By KARIN LAUB, Associated Press
RAMALLAH, West Bank (AP) — The cash-strapped Palestinian self-rule government is finding it harder each month to stay afloat, its finance minister said in an interview Thursday.
The Palestinian Authority is struggling with its worst financial crisis in years, in part because key donor countries, including the U.S. and some Arab states, have so far not sent aid they promised for 2012.
"Each month is becoming more and more difficult," Finance Minister Nabeel Kassis, a German-educated nuclear physicist, told The Associated Press at his Ramallah office. "We are tightening the belt, we are having only one meal a day, so to speak, and after a while we will become just too weak to continue."

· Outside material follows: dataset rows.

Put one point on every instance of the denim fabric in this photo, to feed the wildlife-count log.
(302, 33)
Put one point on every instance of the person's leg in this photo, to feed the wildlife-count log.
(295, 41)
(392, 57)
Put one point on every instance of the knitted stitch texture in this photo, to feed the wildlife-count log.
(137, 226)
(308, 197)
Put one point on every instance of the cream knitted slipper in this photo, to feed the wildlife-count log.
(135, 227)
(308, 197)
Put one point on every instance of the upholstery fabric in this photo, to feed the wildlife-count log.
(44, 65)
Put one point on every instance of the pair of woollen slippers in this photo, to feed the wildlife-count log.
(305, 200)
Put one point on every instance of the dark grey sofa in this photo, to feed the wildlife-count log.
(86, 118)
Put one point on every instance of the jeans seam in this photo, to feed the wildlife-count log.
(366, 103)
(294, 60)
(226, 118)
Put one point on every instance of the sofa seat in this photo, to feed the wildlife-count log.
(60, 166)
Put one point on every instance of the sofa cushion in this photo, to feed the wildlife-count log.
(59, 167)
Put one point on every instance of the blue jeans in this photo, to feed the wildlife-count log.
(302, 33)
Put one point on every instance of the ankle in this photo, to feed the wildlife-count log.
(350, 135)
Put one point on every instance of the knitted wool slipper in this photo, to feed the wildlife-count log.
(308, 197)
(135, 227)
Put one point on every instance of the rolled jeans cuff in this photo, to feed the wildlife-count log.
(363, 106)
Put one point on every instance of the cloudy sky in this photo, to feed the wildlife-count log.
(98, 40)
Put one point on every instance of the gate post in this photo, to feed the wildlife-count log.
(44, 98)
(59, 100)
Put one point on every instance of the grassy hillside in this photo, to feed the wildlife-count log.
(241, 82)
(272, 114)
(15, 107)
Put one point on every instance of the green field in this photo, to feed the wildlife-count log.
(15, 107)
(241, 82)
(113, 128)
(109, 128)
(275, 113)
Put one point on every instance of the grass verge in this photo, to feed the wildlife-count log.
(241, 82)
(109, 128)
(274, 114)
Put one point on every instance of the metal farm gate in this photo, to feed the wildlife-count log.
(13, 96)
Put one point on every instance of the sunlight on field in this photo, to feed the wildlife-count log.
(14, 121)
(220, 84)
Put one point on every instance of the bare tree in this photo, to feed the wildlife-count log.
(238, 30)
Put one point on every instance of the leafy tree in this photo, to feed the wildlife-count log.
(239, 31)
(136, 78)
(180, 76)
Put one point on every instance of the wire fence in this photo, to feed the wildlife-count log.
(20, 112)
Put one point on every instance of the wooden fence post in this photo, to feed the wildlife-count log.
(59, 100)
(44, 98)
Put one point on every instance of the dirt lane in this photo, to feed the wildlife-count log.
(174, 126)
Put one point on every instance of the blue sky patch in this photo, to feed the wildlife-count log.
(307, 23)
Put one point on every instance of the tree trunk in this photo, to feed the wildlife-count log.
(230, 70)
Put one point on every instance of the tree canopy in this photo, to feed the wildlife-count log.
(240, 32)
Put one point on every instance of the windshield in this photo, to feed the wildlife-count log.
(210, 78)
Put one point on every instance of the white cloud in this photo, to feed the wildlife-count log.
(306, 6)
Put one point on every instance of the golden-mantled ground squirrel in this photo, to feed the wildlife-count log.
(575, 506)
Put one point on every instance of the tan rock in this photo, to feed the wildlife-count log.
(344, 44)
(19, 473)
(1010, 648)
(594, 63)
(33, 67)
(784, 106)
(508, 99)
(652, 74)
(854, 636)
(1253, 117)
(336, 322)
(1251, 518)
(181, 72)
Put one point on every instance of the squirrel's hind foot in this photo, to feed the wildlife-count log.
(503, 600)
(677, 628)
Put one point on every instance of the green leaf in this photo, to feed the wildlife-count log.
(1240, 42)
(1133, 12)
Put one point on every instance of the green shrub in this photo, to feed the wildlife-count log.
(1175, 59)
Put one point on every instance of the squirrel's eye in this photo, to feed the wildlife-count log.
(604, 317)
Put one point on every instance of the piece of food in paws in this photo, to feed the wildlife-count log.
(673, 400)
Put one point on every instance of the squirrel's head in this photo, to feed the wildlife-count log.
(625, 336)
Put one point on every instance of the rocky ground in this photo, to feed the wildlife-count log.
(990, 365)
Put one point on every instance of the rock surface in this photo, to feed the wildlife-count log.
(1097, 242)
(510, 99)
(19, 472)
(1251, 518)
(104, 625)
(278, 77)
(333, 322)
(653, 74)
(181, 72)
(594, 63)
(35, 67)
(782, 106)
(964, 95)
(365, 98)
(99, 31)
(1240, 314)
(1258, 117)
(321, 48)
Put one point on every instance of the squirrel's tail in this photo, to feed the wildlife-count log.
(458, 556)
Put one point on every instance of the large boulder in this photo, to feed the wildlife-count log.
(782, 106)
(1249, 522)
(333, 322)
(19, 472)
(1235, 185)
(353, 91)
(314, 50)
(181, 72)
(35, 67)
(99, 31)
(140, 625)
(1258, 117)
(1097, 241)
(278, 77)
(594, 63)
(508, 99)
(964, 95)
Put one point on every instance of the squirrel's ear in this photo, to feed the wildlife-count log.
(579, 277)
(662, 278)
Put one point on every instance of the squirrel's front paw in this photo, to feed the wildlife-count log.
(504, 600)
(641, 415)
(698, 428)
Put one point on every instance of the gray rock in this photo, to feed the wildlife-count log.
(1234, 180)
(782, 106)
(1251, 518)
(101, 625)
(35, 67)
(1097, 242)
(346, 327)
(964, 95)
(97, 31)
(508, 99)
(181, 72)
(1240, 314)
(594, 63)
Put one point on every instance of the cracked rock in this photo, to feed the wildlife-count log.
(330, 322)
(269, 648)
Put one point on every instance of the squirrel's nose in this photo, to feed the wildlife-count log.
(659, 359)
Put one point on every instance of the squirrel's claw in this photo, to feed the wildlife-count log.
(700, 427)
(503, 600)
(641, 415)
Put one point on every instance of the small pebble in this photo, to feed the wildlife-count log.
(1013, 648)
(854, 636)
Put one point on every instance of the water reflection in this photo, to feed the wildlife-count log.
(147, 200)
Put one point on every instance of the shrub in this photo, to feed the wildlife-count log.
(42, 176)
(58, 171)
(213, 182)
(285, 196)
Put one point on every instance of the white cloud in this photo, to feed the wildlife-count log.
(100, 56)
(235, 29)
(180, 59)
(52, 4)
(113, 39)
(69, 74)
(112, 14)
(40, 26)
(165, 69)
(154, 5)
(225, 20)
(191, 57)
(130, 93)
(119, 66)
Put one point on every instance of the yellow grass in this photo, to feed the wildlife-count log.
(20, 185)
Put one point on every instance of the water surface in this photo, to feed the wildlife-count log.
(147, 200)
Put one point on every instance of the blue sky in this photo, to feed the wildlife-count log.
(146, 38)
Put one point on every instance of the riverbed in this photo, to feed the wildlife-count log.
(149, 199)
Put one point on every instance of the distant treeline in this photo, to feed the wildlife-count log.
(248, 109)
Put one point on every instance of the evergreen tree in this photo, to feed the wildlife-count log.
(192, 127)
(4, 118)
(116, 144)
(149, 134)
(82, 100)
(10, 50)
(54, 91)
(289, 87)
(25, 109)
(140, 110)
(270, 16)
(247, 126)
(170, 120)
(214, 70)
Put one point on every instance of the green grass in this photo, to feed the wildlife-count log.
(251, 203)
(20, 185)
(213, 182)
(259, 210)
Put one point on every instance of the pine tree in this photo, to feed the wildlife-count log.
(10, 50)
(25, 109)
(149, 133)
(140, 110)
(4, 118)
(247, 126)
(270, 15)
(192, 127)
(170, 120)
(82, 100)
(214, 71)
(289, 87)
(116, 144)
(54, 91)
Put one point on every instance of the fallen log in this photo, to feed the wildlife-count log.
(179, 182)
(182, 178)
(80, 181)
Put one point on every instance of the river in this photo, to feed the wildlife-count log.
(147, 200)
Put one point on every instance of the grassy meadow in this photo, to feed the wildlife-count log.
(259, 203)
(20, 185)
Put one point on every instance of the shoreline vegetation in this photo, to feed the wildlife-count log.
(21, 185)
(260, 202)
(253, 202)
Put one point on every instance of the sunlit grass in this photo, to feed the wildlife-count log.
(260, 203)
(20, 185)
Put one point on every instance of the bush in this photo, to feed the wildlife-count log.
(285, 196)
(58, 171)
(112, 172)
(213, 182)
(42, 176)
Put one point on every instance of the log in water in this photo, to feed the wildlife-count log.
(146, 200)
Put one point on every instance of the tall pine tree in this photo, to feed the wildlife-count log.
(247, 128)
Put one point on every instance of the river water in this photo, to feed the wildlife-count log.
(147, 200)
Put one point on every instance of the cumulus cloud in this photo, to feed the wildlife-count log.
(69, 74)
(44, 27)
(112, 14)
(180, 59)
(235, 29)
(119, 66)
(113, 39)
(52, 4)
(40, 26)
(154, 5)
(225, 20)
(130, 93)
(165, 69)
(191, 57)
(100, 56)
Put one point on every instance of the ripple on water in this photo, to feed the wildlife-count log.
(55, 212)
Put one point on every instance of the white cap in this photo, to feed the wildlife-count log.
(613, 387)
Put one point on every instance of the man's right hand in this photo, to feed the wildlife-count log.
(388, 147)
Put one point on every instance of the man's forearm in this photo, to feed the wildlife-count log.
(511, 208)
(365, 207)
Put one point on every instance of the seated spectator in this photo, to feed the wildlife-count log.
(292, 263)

The Palestinian government had hoped to close a projected $1.1 billion deficit in the 2012 budget of about $4 billion with the help of foreign aid, but is expected to fall short by some $250 million. It has tried to reduce the deficit, among other things by raising income taxes for high earners and cutting back on subsidies.
The Palestinian Authority was set up nearly two decades ago, as part of interim peace agreements that were to lead to the establishment of a Palestinian state by 1999. Israeli-Palestinian talks on the terms of a Palestinian state in the West Bank, Gaza and east Jerusalem — territories occupied by Israel in 1967 — have faltered. The last talks were held in 2008, and there's little chance of a new round because the sides disagree sharply on the framework for negotiations.
In a further complication, the Palestinians have had two governments since 2007 — the internationally backed Palestinian Authority, which administers just over one-third of the West Bank, and the Islamic militant Hamas, which has ruled Gaza since a violent takeover five years ago.
The survival of the Palestinian Authority is seen as key to any future partition deal with Israel.
The past four years have seen high economic growth in the Palestinian territories, as much as 9 percent a year, following a long period of strife-driven downturn. The upswing prompted hopes that the Palestinian government could gradually become self-sufficient and wean itself off foreign aid.
However, the World Bank noted in a report released Wednesday that the growth is not sustainable because it's largely driven by aid. Services, real estate and other non-tradable sectors have increased, but manufacturing and agriculture have declined.
"The growth you see is artificial," said John Nasir, the lead author of the World Bank report.
The World Bank and the International Monetary Fund have long maintained that economic growth in the West Bank and Gaza cannot be sustained without the lifting of Israeli restrictions on Palestinian movement and foreign trade. While the World Bank and the International Monetary Fund agree that the Palestinians have made considerable progress in building the institutions of a future state, Nasir concluded that "the economy is currently not strong enough to support such a state."
Kassis said the international community needs to push harder to end Israel's occupation.
Palestinians are grateful for foreign aid, but it must not be seen as a substitute for political pressure on Israel, he said. "It seems to me that they (influential donor countries) think that by paying from time to time some donor assistance, they think they are off the hook as far as fighting the occupation is concerned," he said. "No, they are not ... Once you end occupation, then you don't need to commit that much money. Then we will be able to stand on our own two feet, at least as any other country with a similar economic situation can do."
The Israeli government has eased some restrictions in recent years, including moving several West Bank roadblocks, but other key obstacles to trade and movement remain in place. Israel blames the Palestinians for the current diplomatic deadlock, saying it is willing to resume negotiations on the terms of a Palestinian state at any time.
The Palestinians say there's no point negotiating as long as expanding Israeli settlements gobble up more and more occupied land.